1093 wurde Anselm von Canterbury, trotz des Widerstands des englischen Königs, als Nachfolger Lanfrancs zum Erzbischof von Canterbury ernannt. Auch in England gab es dem deutschen Investiturstreit vergleichbare Konflikte bei der Frage um die Zuständigkeit bei der Vergabe von Kirchenämtern. So kam es, dass Anselm 1097 ins Exil nach Lyon und Rom musste, weil er sich im Investiturstreit gegen seinen Landesherren Wilhelm II. (Wilhelm den Eroberer) stellte und Papst Urban II. anerkannte. Trotz der Auseinandersetzungen mit den weltlichen Machthabern, setzte er seine theologisch - philosophischen Forschungen fort und schrieb 1097 sein Hauptwerk „Cur Deus Homo“.
In ausgeklügelten Formulierungen befreit er sich in diesem Werk von der bis dahin angewandten Autoritätshörigkeit und stellt das Wesen der Gottheit nicht so dar, wie es die Kirchenväter anführen, sondern wie es ihm seine Vernunft gebietet. ‘Credo ut intelligam’ bezeichnet seinen in Anknüpfung an Augustinus geprägten Grundsatz, der „besagt, dass die Vernunft das Mittel zur Auslegung von Glaubenswahrheiten und der Glaube die Quelle der durch Denken gewonnenen Einsichten ist.“[1]
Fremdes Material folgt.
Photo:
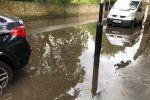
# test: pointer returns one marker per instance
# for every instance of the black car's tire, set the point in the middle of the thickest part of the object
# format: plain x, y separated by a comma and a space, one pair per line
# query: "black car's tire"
6, 74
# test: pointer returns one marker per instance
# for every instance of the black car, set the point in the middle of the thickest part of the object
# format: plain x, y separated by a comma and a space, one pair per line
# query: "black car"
14, 48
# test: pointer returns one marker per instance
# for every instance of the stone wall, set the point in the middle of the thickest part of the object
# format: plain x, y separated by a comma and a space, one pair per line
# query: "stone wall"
30, 9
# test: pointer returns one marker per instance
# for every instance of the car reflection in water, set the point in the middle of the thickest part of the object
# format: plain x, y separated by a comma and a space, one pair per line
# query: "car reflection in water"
126, 37
120, 36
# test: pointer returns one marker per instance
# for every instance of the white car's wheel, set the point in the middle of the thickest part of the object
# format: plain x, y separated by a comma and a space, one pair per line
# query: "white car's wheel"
6, 74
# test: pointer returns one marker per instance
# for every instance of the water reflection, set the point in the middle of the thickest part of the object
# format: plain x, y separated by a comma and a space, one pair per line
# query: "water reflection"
123, 36
61, 64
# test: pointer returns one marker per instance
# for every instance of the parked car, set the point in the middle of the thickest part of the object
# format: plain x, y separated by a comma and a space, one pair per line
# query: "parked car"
14, 48
126, 12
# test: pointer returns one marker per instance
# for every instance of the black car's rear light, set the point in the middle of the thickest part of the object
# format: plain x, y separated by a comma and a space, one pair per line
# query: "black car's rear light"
18, 31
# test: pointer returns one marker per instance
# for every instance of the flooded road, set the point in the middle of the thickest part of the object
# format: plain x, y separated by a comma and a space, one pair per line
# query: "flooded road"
61, 63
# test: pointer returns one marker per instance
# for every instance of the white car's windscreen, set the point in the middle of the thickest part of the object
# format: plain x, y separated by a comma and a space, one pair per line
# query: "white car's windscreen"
126, 5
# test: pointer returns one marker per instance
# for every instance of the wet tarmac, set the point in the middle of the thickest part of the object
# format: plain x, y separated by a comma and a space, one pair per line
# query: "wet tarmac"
61, 63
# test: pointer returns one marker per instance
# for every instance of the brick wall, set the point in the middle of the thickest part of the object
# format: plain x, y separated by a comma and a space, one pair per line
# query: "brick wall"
30, 9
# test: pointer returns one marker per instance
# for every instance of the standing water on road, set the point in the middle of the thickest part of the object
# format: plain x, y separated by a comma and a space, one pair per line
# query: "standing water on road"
61, 63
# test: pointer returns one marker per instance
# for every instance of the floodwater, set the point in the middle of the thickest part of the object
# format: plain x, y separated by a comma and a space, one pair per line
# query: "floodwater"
61, 63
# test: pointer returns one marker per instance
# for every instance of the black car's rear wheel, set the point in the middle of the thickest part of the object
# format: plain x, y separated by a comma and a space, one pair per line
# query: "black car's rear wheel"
6, 74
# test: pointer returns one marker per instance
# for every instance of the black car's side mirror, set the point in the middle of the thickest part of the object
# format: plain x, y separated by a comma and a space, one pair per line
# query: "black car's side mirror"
140, 9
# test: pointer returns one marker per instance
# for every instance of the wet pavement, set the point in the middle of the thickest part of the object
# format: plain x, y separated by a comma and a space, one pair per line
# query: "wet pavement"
61, 65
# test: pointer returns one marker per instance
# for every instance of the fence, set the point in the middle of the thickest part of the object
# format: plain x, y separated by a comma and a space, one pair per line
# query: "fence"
29, 9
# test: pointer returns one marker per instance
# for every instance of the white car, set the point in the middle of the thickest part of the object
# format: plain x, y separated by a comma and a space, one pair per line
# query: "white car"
126, 12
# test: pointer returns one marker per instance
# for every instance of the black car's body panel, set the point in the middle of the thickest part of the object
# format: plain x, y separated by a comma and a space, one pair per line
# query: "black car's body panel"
14, 50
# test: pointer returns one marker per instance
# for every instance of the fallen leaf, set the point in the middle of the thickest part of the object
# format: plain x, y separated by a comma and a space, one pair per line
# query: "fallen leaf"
124, 94
55, 70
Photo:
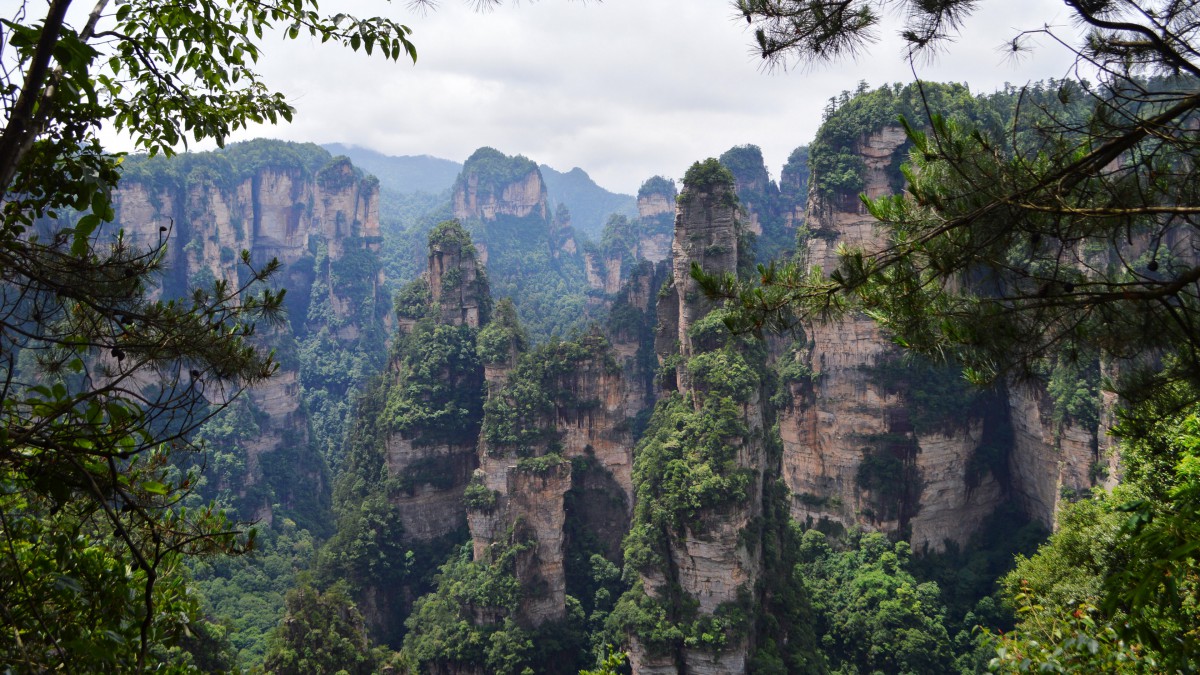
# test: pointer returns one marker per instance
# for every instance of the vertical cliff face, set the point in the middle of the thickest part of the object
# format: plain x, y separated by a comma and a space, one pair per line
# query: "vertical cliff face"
694, 556
655, 211
1053, 460
432, 455
557, 422
456, 280
531, 256
319, 217
857, 449
522, 196
912, 451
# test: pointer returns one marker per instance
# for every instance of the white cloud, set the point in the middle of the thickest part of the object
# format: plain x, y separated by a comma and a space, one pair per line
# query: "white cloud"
624, 89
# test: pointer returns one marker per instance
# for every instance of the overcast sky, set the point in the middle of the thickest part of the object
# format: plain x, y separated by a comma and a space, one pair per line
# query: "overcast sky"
624, 89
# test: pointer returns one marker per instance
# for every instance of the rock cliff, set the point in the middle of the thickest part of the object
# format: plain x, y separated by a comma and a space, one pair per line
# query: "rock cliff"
534, 451
318, 216
851, 452
699, 560
912, 451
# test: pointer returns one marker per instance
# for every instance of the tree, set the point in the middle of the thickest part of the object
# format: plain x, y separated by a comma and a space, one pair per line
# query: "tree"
100, 378
1074, 223
1065, 236
322, 633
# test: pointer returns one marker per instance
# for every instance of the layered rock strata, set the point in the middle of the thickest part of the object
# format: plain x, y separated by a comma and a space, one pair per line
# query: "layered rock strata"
844, 417
708, 562
313, 220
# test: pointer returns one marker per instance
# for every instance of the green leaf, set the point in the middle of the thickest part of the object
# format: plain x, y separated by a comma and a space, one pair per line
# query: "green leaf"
154, 487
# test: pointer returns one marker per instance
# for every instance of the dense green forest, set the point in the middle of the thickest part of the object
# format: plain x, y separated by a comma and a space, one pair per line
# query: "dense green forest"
263, 411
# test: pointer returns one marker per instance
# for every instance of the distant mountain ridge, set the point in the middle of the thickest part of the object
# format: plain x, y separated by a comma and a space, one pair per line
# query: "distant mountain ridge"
403, 174
589, 204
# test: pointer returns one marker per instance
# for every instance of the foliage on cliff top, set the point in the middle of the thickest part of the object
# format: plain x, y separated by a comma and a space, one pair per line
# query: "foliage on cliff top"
707, 175
503, 340
658, 185
495, 171
235, 163
745, 163
343, 644
450, 233
471, 621
521, 418
873, 615
835, 156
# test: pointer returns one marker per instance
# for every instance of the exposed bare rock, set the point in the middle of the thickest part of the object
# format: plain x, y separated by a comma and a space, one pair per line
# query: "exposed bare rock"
283, 211
475, 198
456, 279
840, 417
1049, 460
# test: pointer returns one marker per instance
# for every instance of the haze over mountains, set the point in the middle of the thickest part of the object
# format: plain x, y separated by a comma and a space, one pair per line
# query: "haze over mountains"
405, 174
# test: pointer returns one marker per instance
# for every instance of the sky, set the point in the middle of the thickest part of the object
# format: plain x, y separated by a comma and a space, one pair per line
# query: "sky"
624, 89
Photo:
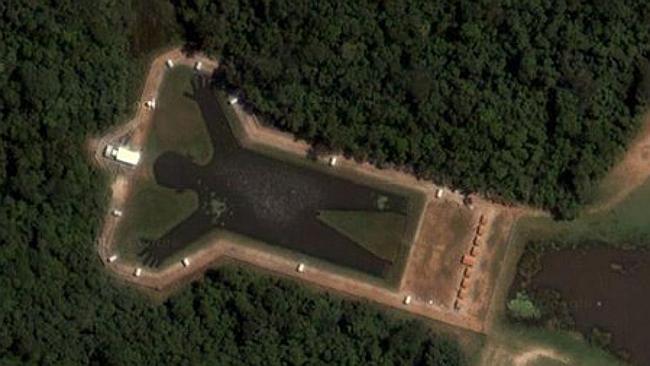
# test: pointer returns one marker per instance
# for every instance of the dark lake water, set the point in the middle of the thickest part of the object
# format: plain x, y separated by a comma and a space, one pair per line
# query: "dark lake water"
605, 288
264, 198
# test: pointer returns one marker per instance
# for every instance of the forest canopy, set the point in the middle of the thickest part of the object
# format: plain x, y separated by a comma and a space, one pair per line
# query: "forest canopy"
528, 101
69, 70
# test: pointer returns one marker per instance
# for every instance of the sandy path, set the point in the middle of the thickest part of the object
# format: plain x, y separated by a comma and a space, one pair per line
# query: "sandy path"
631, 172
171, 276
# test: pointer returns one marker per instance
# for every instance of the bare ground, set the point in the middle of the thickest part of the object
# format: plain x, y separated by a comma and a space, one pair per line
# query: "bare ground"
433, 270
632, 171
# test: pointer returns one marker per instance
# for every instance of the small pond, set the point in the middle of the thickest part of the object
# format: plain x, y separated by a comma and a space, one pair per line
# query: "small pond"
605, 288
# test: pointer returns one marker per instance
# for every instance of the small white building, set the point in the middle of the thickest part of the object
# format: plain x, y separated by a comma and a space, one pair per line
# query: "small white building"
150, 104
407, 299
122, 155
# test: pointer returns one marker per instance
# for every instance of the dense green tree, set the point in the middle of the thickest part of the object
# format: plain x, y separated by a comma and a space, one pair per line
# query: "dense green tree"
527, 101
69, 70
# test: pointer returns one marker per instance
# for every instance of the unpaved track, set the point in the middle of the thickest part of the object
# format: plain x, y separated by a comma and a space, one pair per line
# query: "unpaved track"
255, 134
530, 355
630, 173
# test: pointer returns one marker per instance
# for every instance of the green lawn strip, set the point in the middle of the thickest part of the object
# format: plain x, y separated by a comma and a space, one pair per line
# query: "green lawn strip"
151, 211
178, 124
381, 233
568, 344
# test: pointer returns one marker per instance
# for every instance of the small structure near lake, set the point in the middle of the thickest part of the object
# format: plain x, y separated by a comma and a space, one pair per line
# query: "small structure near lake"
123, 155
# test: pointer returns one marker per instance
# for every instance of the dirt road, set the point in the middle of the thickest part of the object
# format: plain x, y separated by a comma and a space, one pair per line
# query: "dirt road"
138, 128
627, 175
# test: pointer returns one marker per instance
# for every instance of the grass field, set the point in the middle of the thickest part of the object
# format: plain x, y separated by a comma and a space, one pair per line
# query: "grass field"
381, 233
625, 225
150, 212
178, 124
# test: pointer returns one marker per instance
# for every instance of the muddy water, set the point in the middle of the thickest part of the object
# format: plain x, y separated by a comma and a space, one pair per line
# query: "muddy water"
606, 288
263, 198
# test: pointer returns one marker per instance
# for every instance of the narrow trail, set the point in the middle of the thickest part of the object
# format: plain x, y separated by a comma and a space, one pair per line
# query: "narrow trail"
137, 130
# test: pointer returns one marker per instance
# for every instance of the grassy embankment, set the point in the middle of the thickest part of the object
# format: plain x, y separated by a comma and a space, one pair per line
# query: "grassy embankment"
381, 233
413, 211
177, 126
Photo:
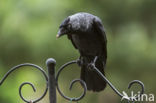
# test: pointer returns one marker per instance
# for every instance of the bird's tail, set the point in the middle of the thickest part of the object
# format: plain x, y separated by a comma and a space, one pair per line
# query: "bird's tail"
93, 81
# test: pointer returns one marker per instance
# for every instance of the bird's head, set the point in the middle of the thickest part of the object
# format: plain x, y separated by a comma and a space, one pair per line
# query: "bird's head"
79, 22
65, 28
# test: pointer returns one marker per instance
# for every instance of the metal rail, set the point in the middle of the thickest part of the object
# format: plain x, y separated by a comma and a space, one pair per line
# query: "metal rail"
52, 82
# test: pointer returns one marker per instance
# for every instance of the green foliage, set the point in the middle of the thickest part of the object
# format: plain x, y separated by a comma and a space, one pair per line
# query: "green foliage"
28, 31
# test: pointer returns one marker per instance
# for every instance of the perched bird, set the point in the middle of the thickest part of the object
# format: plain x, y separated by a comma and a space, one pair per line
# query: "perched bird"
87, 34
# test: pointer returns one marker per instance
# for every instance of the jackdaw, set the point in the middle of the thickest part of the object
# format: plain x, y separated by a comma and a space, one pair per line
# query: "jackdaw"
87, 34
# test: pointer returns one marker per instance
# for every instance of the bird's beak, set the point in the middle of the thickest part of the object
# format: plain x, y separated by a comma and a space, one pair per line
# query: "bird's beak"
58, 34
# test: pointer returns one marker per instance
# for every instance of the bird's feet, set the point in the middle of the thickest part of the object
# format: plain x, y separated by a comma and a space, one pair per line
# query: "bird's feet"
79, 62
91, 65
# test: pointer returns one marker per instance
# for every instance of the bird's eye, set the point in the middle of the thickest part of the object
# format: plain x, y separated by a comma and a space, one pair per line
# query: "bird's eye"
69, 26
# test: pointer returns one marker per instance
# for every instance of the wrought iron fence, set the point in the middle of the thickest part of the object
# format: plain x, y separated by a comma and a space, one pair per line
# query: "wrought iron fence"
52, 82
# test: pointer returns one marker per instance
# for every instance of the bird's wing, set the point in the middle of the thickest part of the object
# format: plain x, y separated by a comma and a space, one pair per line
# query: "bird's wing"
70, 37
102, 35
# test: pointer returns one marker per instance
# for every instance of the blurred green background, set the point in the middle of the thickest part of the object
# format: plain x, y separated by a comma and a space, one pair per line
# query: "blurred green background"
28, 31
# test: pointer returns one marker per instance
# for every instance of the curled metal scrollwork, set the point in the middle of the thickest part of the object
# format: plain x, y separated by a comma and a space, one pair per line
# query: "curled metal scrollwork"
27, 83
74, 81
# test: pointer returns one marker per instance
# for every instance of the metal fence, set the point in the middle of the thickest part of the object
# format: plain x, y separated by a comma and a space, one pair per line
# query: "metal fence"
52, 82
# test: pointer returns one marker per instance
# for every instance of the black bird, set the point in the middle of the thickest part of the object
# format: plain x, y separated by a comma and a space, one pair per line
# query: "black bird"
87, 34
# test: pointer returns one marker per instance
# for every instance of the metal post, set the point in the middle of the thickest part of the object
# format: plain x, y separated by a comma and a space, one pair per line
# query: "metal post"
52, 82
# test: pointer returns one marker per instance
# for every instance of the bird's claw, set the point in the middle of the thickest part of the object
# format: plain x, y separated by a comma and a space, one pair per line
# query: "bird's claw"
79, 62
91, 66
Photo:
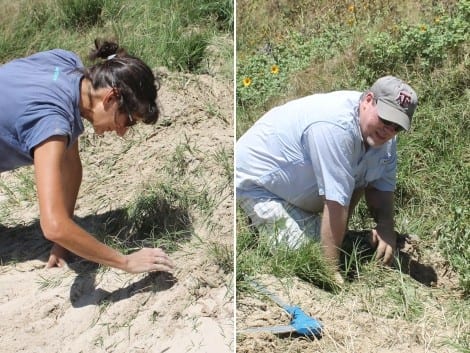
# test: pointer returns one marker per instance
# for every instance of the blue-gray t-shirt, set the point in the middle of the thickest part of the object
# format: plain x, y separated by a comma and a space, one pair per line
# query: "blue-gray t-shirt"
39, 98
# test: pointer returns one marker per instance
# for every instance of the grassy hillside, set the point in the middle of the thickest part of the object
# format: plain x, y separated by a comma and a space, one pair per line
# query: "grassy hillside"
175, 34
291, 49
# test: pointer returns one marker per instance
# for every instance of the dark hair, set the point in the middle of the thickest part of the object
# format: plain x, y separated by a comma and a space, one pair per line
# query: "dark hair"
133, 79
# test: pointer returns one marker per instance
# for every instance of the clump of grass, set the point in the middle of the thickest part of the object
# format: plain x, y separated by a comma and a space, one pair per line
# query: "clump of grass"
222, 255
175, 34
256, 255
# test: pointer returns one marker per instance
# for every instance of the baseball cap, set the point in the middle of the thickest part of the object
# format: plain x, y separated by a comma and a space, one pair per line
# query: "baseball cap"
396, 100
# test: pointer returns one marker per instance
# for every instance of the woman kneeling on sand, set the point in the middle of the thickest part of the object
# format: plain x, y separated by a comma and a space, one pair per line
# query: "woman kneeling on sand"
43, 99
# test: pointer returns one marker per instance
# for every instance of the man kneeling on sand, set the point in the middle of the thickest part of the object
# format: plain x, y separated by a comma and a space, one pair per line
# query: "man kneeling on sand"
303, 166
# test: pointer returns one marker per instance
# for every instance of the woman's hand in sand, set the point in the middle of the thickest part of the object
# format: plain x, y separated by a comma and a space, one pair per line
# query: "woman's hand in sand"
148, 260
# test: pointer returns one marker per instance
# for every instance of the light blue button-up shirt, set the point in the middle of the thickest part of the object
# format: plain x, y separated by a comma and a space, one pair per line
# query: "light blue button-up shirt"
312, 148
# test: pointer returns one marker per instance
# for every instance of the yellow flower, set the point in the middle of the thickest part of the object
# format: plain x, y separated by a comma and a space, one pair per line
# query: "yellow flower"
246, 81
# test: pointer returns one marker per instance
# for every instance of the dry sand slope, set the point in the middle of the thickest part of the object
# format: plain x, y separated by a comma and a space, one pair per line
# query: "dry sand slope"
84, 309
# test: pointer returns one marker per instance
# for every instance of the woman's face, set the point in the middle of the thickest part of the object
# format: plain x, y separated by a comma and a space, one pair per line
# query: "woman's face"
375, 132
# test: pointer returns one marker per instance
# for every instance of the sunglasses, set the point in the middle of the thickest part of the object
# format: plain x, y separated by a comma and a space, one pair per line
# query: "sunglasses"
397, 128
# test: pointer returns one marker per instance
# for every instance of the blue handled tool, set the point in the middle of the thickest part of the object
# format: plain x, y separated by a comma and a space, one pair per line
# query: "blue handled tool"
300, 324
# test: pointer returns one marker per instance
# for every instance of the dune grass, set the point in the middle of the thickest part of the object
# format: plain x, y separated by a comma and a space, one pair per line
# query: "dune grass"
175, 34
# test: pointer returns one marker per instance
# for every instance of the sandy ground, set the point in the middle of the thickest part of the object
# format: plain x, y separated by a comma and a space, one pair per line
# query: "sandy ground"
367, 317
82, 308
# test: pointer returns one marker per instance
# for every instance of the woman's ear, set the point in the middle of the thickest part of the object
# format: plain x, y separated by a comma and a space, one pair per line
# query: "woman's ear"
111, 96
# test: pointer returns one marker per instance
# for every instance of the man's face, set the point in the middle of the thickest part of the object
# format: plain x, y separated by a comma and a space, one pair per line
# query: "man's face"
375, 131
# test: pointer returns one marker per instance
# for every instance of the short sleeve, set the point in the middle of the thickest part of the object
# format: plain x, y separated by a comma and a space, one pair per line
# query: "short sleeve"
34, 130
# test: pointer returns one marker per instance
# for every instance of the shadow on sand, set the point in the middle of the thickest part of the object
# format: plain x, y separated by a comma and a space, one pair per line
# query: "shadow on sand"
22, 243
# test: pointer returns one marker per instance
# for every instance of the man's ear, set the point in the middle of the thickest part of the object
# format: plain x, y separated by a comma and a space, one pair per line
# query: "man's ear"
369, 97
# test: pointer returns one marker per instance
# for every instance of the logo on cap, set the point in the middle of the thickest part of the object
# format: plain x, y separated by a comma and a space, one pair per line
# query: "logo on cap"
403, 99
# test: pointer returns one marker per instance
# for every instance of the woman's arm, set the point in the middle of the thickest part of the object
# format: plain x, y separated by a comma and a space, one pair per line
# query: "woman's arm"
57, 195
72, 172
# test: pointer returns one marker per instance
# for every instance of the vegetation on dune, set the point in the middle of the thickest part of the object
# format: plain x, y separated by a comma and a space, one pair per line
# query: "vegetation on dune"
175, 34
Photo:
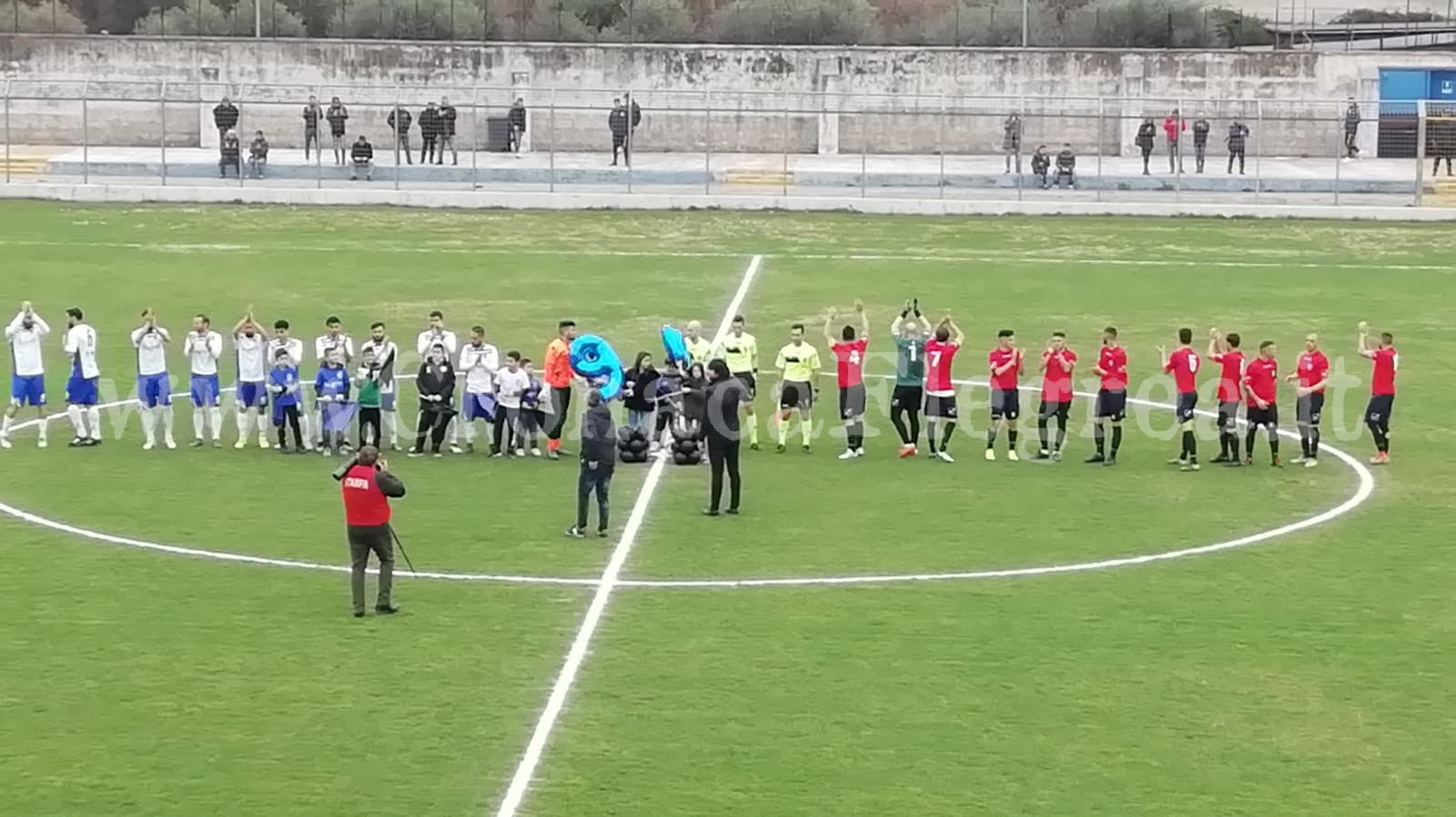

Anselm von Canterbury wird zum Vater der Scholastik, da er auf die Kraft der menschlichen Vernunft vertraut und im dialektischen Verfahren Glaubenswahrheiten erläutert. Mit der Vernunft und dem Verstand versuchte er den Glauben zu stärken. ‘Fides quaerent intellectum’, Glaube der nach Einsicht sucht, wird zur programmatischen Vorgehensweise bei seiner Suche nach dem Grund der Menschwerdung Gottes. Indem er die geltende Redemptionstheorie durch seine Überlegungen überwindet, zeigt er, wie der unendliche Sühnewert von Jesu Tod die Menschheit mit Gott versöhnt. Im Zentrum steht nicht die Schuld des Menschen, sondern der Wert Jesu Tat und die darin zum Ausdruck kommende Liebe Gottes.
Als Heinrich I. 1100 die Nachfolge des englischen Thrones antrat, konnte Anselm nach Canterbury zurückkehren. Kontroversen auch mit diesem König endeten für Anselm 1103 mit seiner erneuten Verbannung. Erst als sich König Heinrich I. und Papst Paschalis II. einigten, konnte Anselm 1106 wieder zurückkehren und sich seinem Bistum und seinen Studien widmen.
1109 starb Anselm von Canterbury, sein Grab befindet sich in der Kathedrale von Canterbury. 1494 wurde Anselm heilig gesprochen und 1720 zum Kirchenlehrer erhoben.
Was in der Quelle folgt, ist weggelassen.